The optimal treatment for IgG4-RD has not been established. Majority of the literature regarding treatment of IgG4-RD is focused upon treatment modalities for type 1 autoimmune pancreatitis. The mainstay treatment for IgG4-RD is glucocorticoids. A prednisone dose of 0.6 mg/kg (or 30–40 mg) once daily has been suggested to treat active disease. Lung involvement tends to respond favorably to prednisone treatment, and improvement is noticed in both symptoms as well as imaging [24]. Immunosuppressive agents like rituximab, azathioprine, or mycophenolate can be utilized in patients who do not respond to glucocorticoid monotherapy or cannot be tapered to less than 5 mg daily, and in patients with contraindications to glucocorticoids. Regarding maintenance therapy, it is unclear whether IgG4-RD patients should receive maintenance therapy. The introduction of maintenance therapy is beneficial in patients who are at increased risk for relapse (e.g., multiorgan involvement) and in patients with recurrent disease.
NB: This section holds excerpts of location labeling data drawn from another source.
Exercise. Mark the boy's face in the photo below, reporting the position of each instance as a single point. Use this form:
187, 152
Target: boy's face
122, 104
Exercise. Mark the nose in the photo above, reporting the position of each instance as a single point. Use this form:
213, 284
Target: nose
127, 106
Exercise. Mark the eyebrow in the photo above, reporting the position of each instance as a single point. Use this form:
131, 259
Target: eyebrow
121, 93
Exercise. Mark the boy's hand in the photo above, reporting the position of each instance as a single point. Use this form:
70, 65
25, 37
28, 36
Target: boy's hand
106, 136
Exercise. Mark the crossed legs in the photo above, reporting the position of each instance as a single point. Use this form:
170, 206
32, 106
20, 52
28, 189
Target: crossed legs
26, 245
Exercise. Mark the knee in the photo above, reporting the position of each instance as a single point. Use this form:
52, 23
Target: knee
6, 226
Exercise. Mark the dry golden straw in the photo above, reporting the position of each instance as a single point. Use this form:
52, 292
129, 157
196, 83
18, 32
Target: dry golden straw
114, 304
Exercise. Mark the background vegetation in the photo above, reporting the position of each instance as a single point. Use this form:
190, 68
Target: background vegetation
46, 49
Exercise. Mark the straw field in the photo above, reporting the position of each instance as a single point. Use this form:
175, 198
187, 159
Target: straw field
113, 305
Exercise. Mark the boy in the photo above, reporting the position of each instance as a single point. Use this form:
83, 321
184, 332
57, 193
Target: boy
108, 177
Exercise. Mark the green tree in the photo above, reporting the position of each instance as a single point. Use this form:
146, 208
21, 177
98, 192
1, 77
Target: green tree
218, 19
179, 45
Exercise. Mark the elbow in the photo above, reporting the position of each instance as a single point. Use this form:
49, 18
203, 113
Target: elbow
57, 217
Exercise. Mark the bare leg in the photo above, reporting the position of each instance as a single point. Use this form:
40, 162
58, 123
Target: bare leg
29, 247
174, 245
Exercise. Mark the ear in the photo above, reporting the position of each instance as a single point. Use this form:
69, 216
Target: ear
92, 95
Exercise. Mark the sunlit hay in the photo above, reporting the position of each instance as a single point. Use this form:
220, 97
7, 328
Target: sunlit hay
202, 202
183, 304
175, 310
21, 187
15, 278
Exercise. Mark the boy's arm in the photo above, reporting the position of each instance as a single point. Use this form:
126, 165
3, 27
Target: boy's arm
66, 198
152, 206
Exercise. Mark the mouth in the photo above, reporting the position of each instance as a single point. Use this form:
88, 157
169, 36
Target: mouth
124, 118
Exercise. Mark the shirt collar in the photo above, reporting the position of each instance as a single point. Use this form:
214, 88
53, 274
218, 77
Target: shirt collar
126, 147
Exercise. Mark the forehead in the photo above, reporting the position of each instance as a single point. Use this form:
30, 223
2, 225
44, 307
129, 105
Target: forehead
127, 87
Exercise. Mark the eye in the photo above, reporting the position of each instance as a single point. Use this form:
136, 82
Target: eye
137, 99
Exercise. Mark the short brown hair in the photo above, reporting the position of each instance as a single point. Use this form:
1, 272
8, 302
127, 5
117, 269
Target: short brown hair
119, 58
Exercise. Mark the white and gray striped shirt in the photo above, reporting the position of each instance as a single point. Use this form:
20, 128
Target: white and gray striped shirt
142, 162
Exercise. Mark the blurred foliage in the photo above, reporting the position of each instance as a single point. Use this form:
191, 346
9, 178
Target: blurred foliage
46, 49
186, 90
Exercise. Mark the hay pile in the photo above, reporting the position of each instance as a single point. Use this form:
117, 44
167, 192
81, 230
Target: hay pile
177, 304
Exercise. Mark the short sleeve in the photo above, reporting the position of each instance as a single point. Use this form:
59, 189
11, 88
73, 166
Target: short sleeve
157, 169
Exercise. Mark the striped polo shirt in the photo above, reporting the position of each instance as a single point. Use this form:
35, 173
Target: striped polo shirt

A low-dose glucocorticoid or glucocorticoid-sparing agent can act as maintenance therapy [19]. Additional studies are needed to define the duration of maintenance therapy.

The long-term prognosis of IgG4-RLD is uncertain. A favorable response to corticosteroid therapy is typical. However, relapses are common following discontinuation of therapy.

Conclusion

IgG4-RD is a recently described systemic fibroinflammatory disease that is characterized by elevated serum IgG4 level and abundant IgG4-bearing plasmacyte infiltration of involved organs. On the other hand, studies have shown that serum IgG4 concentrations are elevated in a subset of RA patients but not all RA patients. Interestingly, it was suggested that these patients may represent a specific phenotype. In this case, IgG4-RD was diagnosed in a patient with a well-known history of RA, raising the question of a potential association between the two conditions. Indeed, further studies are necessary to elucidate this potential association.